NIH 3T3, C2C12, and HTC116 cells were plated at 100,000 cells per well in 96-well plates. After an ON incubation at 37°C, 5% CO2, cell culture medium was removed and 50µL of lysis buffer was added to the cells. A lysis step was carried out, shaking gently for 30 minutes. 16µL of samples were transferred into a 384-well small volume plate, then 4µL of each of the three HTRF Rb detection reagents were added. Signals were recorded after 4 hours.

Both HTRF phospho assays are compatible with mouse models.
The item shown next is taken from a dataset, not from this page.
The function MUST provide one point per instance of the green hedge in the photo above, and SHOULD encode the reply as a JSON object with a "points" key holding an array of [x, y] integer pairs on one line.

HTRF assay compared to Western Blot using Phospho-Rb Ser807/811 cellular assay on human HCT116 cells

Human HCT116 cells were cultured in a T175 flask at 5% CO2, 37°C. At 80% of confluency, cells were lysed and soluble supernatants were collected via centrifugation. Serial dilutions of the cell lysate were performed and 16 µL of each dilution were transferred into a 384-well low volume white microplate, before finally adding Phospho-Ser807/811 Rb cellular kit reagents. A side by side comparison showed the HTRF phospho assay is at least 27-fold more sensitive than the Western Blot.

The Retinoblastoma protein in the cell-division cycle

The 110 kDa Retinoblastoma protein Rb belongs to the pocket protein family comprising p107 and p130.

Rb acts as a tumor suppressor, regulating cell cycle progression.

Mutations inactivating the protein result in the development of retinoblastoma cancer, where retinal cells are not replaced and are subjected to high levels of mutagenic UV radiation.

In the absence of mitogenic signals, active underphosphorylated Rb binds and inhibits the E2F transcription factors which are required for the entry into the S phase.

By keeping E2F inactivated, Rb maintains the cell in the G1 phase, preventing progression through the cell cycle.

In the presence of mitogenic signals, Rb is sequentially phosphorylated and inactivated by cyclin D-CDK4/6 and cyclin E-CDK2. This phosphorylation event induces the release of E2F transcription factors.

Finally, E2F activates the transcription of genes such as cyclins, Cdk, Thymidine kinase, or PCNA, which play essential roles in DNA synthesis and replication, as well as in cell division.